Первые сани двинулись прямо, но лед под ними вдруг затрещал, и они провалились. К счастью, это было недалеко от берега, в неглубоком месте, и их быстро вытащили. В санях ехали Чижов, Луговской и денщик, и все они, а также кучер, оказались по колено в воде. Призванов, сопровождавший обоз верхом, тут же приказал разжечь костер, чтобы пострадавшие могли отогреть ноги и хоть немного высушить обувь, поскольку запасной не было.
– Говорил же я, что опасно ехать наобум, – проворчал кучер, ни к кому не обращаясь.
Киселев, чувствуя свою вину за то, что отдал опрометчивое распоряжение, тут же объявил:
– Пусть сани пока остаются на берегу, а я пойду искать дорогу для переправы.
– Одному идти опасно, я с тобой, – решил Призванов.
Они взяли факелы и пошли пешком по льду, осторожно обследуя каждую пядь. Софья и все другие напряженно следили за двумя удалявшимися огоньками, один из которых через какое-то время погас.
Потом сидящим у костра показалось, что они услышали крик Киселева, но звуки человеческого голоса заглушались порывами ветра, который своим завыванием нагонял пугающие мысли о волках.

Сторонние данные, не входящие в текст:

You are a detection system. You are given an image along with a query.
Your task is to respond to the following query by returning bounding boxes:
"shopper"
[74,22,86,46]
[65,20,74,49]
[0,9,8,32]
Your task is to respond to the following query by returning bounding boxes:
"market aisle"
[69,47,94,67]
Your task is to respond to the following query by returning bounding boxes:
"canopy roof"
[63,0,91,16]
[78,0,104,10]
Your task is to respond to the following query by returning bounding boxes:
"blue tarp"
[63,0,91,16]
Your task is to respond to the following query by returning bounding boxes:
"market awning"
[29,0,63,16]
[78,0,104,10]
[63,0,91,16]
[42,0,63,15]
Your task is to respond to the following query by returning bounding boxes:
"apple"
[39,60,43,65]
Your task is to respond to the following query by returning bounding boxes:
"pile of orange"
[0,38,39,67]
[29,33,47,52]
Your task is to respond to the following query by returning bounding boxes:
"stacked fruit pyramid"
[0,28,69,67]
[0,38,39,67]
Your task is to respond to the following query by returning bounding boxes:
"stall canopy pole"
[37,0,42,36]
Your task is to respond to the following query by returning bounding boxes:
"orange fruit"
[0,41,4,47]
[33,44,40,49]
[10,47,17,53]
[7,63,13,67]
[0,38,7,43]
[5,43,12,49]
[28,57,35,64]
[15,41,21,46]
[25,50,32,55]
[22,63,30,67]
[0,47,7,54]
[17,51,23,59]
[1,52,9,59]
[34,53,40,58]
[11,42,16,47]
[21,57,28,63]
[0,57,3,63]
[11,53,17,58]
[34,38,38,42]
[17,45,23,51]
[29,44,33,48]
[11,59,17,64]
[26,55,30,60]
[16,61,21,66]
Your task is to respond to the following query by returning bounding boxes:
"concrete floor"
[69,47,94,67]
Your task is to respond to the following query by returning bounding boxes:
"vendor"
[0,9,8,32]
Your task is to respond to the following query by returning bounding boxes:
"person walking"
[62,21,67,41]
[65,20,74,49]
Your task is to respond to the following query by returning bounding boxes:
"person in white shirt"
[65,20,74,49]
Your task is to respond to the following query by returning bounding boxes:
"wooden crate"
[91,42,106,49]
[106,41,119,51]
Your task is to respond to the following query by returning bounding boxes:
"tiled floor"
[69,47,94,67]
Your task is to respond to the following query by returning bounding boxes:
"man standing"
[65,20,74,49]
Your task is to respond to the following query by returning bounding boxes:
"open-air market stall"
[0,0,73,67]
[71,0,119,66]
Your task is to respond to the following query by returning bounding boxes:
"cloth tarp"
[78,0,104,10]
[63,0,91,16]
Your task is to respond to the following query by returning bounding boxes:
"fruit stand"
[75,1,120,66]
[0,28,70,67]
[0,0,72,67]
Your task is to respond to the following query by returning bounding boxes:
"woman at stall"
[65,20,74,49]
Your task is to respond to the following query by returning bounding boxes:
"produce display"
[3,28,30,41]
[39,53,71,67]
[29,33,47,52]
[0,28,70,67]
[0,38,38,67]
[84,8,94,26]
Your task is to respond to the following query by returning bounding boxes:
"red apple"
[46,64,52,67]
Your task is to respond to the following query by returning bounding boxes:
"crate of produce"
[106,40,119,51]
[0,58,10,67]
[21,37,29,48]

Наконец, после долгих минут ожидания, когда и огонек второго факела погас, к берегу вернулись Призванов с Киселевым. Оказалось, что поручик по пути провалился в полынью, и ротмистр спас его, протянув найденное поблизости небольшое бревно, которое каким-то чудом не вмерзло в лед. Отойдя в сторону от опасного места, офицеры обнаружили, что это бревно оторвалось от плавучего моста, сооруженного, видимо, русскими солдатами, переправлявшимися здесь несколько дней назад. Посреди реки находился остров, и связанные веревками бревна были проложены по льду от берега до острова. Осмотревшись, Призванов решил, что более удачного места для переправы не найти. После того, как побывавший в ледяной воде Киселев немного отогрелся у костра, отряд снова двинулся в путь.
Но в этот вечер злоключениям путников еще не суждено было кончиться.
Когда одни и вторые сани уже приблизились к противоположному берегу, небо окончательно затянулось облаками, скрывшими звезды, наступила полная темнота. Откуда-то издали послышалось завывание волков, лошади стали испуганно биться, шарахаясь из стороны в сторону. Пока зажигали факелы, коренная лошадь во вторых санях, где ехали Луговской и Софья, вдруг провалилась задними ногами под лед. Софья и Луговской соскочили с саней, но тут же сами оказались в ледяной воде. Девушка хотела позвать на помощь, но от обжигающего холода крик застыл у нее в горле. Однако уже в следующее мгновение чьи-то сильные руки вытащили Софью из парализующего ледяного плена, – и она тут же сообразила, что своим спасением опять обязана Призванову. Кто-то из солдат помог Луговскому, а потом общими усилиями удалось вытащить лошадей.
На берегу скоро был разожжен костер, возле которого, стуча зубами, грелись Софья и ее товарищи по несчастью. Дрова для костра солдаты носили от обломков ближайшего строения, разобранного на бревна еще во время одной из предшествующих переправ. Видимо, раньше это строение представляло собой корчму, в которой находили пристанище полуживые от холода и голода жертвы войны. Взглянув в сторону бывшей корчмы, Софья заметила несколько вмерзших в землю трупов и тотчас с содроганием отвела глаза.